Gewaltexzess bei Wiener Gay-Clubbing ist Thema im Parlament

Der gewalttätige Übergriff von Securities auf den Besucher eines Gay-Clubbings vor einem Jahr hat nun auch politische Konsequenzen: Der Grüne Bundesrat Marco Schreuder möchte im Rahmen einer parlamentarischen Anfrage von Justizministerin Beatrix Karl wissen, warum die Staatsanwaltschaft den „Gewaltexzess“ (so die Anfrage) als Bagatelle eingestuft und eingestellt hat.

Parlamentarisches Nachspiel für Causa „Porntrash“

Konkret geht es um einen Vorfall, der sich im letzten Jahr beim „Porntrash“-Clubbing in der Säulenhalle zugetragen hat: Michael D. wurde von einem Security angerempelt und aufgefordert, sein T-Shirt anzuziehen. Als er dieser Aufforderung nicht nachkam, wurde er zu Boden gestoßen. Der Freund von Michael D., der helfen wollte, wurde daraufhin „von einem von den jetzt schon fünf Security-Typen gewürgt und bedroht“, wie sich Michael D. im Gespräch mit GGG.at erinnert.
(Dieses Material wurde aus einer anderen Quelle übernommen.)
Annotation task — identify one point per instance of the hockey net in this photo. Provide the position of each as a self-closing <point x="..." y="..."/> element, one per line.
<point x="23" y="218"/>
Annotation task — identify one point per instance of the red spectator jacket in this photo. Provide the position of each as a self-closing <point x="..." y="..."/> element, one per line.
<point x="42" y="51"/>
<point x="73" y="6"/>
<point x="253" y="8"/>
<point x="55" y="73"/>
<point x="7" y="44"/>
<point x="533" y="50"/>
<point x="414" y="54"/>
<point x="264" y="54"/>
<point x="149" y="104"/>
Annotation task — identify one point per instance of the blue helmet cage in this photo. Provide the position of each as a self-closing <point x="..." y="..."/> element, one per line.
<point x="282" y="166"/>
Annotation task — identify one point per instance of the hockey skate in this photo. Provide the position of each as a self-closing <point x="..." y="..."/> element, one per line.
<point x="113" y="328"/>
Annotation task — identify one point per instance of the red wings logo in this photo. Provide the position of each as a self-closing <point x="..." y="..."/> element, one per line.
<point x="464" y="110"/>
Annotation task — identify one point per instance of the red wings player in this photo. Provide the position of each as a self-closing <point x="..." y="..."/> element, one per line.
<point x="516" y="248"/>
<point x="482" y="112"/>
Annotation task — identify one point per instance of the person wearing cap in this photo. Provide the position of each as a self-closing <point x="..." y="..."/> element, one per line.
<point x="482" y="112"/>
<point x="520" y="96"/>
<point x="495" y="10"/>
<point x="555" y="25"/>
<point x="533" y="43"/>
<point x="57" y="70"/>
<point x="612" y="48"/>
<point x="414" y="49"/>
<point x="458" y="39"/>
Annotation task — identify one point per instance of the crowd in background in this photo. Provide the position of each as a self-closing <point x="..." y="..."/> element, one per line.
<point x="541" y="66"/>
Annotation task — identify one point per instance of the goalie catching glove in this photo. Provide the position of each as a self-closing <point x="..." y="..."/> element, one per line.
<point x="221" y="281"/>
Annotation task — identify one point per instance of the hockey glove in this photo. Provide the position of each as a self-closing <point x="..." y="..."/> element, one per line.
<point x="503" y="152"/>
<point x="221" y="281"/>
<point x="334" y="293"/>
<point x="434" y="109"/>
Michael D. war wegen einer Bänderzerrung im rechten Bein vorübergehend arbeitsunfähig. Er hat sich bei dem Angriff in die Lippe gebissen, Knie und Ellenbogen aufgeschürft. Am Kopf hat er eine Beule, am ganzen Köper blaue Flecken. Sein iPhone, das er in der Hose eingesteckt hatte, ging zu Bruch. Er erstattete Anzeige gegen die Türsteher.

Anzeige gegen gewalttätigen Türsteher wurde eingestellt

Innerhalb der Wiener Szene sorgte der Vorfall für heftige Aufregung. Die Veranstalter des „Porntrash“ haben die Securities sofort gewechselt. Es gebe eine „Zero Tolerance Policy“, erklärte einer der Veranstalter gegenüber GGG.at. Aufgrund einer homophoben Aussage habe ein anderer Security-Mann noch während der Veranstaltung seinen Job verloren.

Doch die Staatsanwaltschaft Wien scheint die Schwere dieses Vorfalls anders zu beurteilen. Wie aus der parlamentarischen Anfrage hervorgeht, hat sie das Verfahren gegen den Security eingestellt – gegen „eine bloße Probezeit von einem Jahr (bei möglichen 2 Jahren)“ ohne Gegenleistung, ist Schreuder empört. Das heißt, der Security muss Michael D. keinen Schadenersatz leisten, keine gemeinnützigen Arbeiten verrichten oder sich zu einem Außergerichtlichen Tatausgleich bereit erklären.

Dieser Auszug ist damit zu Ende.